Diese eine perfekte, goldbraune Kruste – die ist es, worum es mir bei diesem Kürbisbrot eigentlich geht. Sie ist knusprig, fast karamellisiert, und darunter verbirgt sich ein so weicher, fast wolkenartiger Teig, dass man kaum glaubt, dass Kürbis darin steckt. Die Kerne oben drauf geben ein leises Knacken beim Reinbeißen, und genau dieser Kontrast – außen fest, innen zart, mit diesem nussigen Kürbiskern-Crunch – ist der ganze Grund, warum ich dieses Rezept immer wieder backe.

Ehrlich, ich war nie der Typ für „gesundes” Brot. Zu oft habe ich trockene, dichte Ziegelsteine aus der Form geholt, die nach viel Versprechen, aber wenig Genuss schmeckten. Aber dann stand ich letztes Jahr im Herbst mit einem Hokkaido-Kürbis in der Küche (den ich eigentlich für Suppe kaufen wollte) und hatte plötzlich diesen Gedanken: Was, wenn ich den Kürbis nicht koche, sondern einfach roh reibe? Was, wenn der Teig so feucht ist, dass das Brot tagelang saftig bleibt?
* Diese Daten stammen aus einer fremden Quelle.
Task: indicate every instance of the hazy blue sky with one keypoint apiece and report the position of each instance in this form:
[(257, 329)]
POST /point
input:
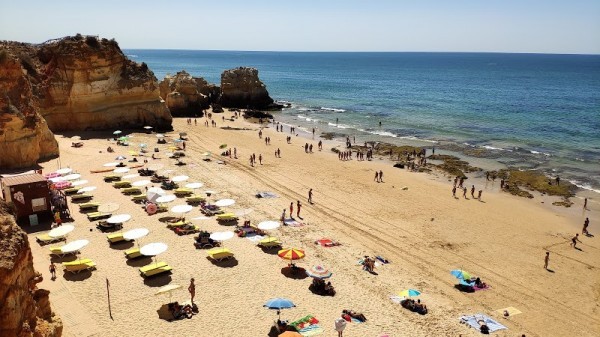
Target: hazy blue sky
[(545, 26)]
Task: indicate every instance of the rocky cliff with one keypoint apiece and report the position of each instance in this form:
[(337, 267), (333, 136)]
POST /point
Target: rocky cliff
[(24, 134), (88, 83), (186, 95), (25, 310), (241, 88)]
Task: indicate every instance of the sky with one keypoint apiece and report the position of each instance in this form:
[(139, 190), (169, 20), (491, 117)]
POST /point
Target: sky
[(534, 26)]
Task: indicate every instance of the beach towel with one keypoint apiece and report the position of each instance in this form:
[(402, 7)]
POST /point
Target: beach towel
[(308, 326), (266, 195), (510, 310), (472, 321)]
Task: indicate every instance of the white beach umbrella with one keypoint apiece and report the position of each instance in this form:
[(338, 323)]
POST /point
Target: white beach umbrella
[(79, 182), (86, 189), (108, 207), (74, 246), (141, 183), (225, 202), (179, 179), (166, 198), (64, 170), (119, 218), (61, 231)]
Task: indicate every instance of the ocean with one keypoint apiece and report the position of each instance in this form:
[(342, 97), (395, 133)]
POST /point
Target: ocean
[(530, 111)]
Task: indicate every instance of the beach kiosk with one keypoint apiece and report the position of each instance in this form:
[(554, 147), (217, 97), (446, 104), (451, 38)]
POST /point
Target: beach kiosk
[(30, 193)]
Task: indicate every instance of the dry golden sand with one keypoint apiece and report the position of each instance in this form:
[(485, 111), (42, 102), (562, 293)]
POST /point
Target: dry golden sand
[(422, 230)]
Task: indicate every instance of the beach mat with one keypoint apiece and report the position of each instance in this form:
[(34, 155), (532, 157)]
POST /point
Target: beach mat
[(471, 320), (511, 311)]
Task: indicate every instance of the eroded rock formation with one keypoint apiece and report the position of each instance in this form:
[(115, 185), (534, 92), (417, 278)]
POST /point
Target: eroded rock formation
[(186, 95), (24, 134), (88, 83), (241, 88), (25, 310)]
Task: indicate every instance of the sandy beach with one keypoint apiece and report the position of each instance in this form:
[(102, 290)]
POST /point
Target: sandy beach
[(411, 219)]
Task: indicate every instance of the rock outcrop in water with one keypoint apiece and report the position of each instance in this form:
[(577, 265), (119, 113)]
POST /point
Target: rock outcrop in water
[(241, 88), (24, 134), (88, 83), (25, 310), (186, 95)]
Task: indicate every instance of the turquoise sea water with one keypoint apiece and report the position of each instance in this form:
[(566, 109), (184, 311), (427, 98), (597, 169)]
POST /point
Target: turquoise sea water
[(534, 111)]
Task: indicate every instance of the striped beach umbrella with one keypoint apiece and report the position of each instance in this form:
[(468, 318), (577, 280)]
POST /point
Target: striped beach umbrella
[(291, 254)]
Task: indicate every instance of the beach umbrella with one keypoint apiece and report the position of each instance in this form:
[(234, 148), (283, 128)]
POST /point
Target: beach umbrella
[(168, 289), (166, 198), (135, 234), (291, 254), (119, 218), (140, 183), (460, 274), (61, 231), (154, 192), (178, 179), (73, 176), (318, 271), (108, 207), (409, 293), (86, 189), (153, 249), (225, 202), (74, 246), (64, 170), (79, 182)]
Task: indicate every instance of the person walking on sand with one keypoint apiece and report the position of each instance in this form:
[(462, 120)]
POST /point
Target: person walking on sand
[(192, 290), (52, 271), (585, 224), (574, 240)]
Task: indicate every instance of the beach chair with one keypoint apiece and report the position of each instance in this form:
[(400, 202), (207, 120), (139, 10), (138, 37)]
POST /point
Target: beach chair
[(133, 253), (131, 190), (78, 266), (269, 242), (195, 199), (45, 239), (79, 197), (89, 205), (220, 254), (155, 269), (112, 178), (122, 184), (182, 192), (115, 237), (93, 216)]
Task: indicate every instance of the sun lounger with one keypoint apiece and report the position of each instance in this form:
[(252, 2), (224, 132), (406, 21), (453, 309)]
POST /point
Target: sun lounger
[(155, 269), (195, 199), (111, 178), (89, 205), (46, 239), (131, 190), (180, 192), (270, 242), (133, 253), (115, 237), (78, 266), (220, 254), (83, 196), (98, 216)]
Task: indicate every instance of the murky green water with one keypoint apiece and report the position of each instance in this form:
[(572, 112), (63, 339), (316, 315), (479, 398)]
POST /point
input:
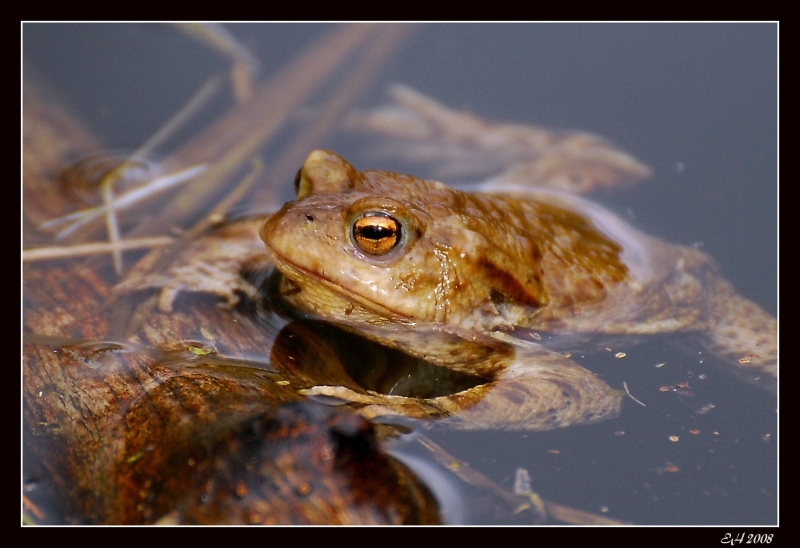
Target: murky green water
[(698, 103)]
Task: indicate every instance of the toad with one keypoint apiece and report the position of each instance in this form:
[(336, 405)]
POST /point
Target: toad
[(470, 281)]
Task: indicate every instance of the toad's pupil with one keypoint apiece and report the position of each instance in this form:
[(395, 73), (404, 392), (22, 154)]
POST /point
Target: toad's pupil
[(376, 234), (373, 232)]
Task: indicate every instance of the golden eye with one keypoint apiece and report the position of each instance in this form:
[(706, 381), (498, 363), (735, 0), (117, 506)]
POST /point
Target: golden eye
[(376, 233)]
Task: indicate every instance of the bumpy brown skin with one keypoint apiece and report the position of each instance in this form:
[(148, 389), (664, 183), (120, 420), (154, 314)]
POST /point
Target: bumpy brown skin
[(463, 268)]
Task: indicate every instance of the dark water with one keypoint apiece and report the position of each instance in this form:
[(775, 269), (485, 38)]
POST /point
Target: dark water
[(696, 102)]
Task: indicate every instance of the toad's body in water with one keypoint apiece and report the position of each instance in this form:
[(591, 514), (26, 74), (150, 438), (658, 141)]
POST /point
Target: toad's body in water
[(448, 276)]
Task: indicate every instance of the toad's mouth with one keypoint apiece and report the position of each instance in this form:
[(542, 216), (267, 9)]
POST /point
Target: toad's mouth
[(326, 299)]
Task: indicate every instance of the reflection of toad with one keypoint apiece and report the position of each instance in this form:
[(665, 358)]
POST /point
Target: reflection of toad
[(447, 276)]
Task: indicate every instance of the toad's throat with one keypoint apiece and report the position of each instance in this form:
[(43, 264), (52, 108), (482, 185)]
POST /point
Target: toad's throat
[(319, 296)]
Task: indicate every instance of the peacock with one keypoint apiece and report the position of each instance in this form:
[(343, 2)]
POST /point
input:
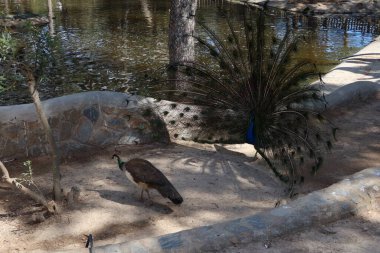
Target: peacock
[(252, 89), (146, 176)]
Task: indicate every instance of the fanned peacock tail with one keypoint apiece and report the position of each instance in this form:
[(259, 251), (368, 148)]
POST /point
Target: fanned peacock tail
[(257, 93)]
Herausgekommen ist ein Kürbisbrot, das so fluffig ist, dass man es kaum erwarten kann, bis es abgekühlt ist. Es riecht nach Butter und einem Hauch Zimt, und die Kürbiskerne auf der Oberseite werden im Ofen so richtig schön knusprig. Ich habe es schon unzählige Male gebacken, und es wird nie langweilig. Es ist einfach dieses eine Brot, das man immer wieder machen will, weil es so unkompliziert ist und einfach immer gelingt.

Warum du dieses Kürbisbrot lieben wirst

Dieses Rezept habe ich über mehrere Wochen hinweg immer wieder getestet, bis die Textur perfekt war. Ich wollte kein schweres, matschiges Brot, sondern etwas, das man auch pur zum Frühstück essen kann, ohne dass es nach „Gesundheitszeug” schmeckt. Hier ist, warum es funktioniert:

  • Einfach und schnell: Der Teig ist in 15 Minuten zusammengerührt. Kein langes Kneten, kein aufwendiges Gehenlassen. Einfach alles in eine Schüssel, verrühren, ab in den Ofen.
  • Alltagszutaten: Du brauchst keinen exotischen Kürbis oder spezielles Mehl. Ein Hokkaido (oder Butternusskürbis) tut es, und die restlichen Zutaten hast du garantiert zu Hause.
  • Perfekt für den Herbst: Es ist das ideale Brot für kühle Tage. Ob zum Frühstück mit Butter, als Snack am Nachmittag oder sogar als Beilage zu einer herbstlichen Suppe – es passt einfach immer.
  • Unwiderstehlich fluffig: Der Trick liegt in der Kombination aus frisch geriebenem Kürbis und Buttermilch. Das macht den Teig so zart, dass er tagelang frisch bleibt. Kein trockenes Brot am zweiten Tag!
  • Ein echter Publikumsliebling: Selbst Leute, die sagen, sie mögen keinen Kürbis, lieben dieses Brot. Die Kürbiskerne geben ein tolles Aroma, und der Kürbis selbst schmeckt nur dezent süßlich und sorgt vor allem für die unglaubliche Saftigkeit.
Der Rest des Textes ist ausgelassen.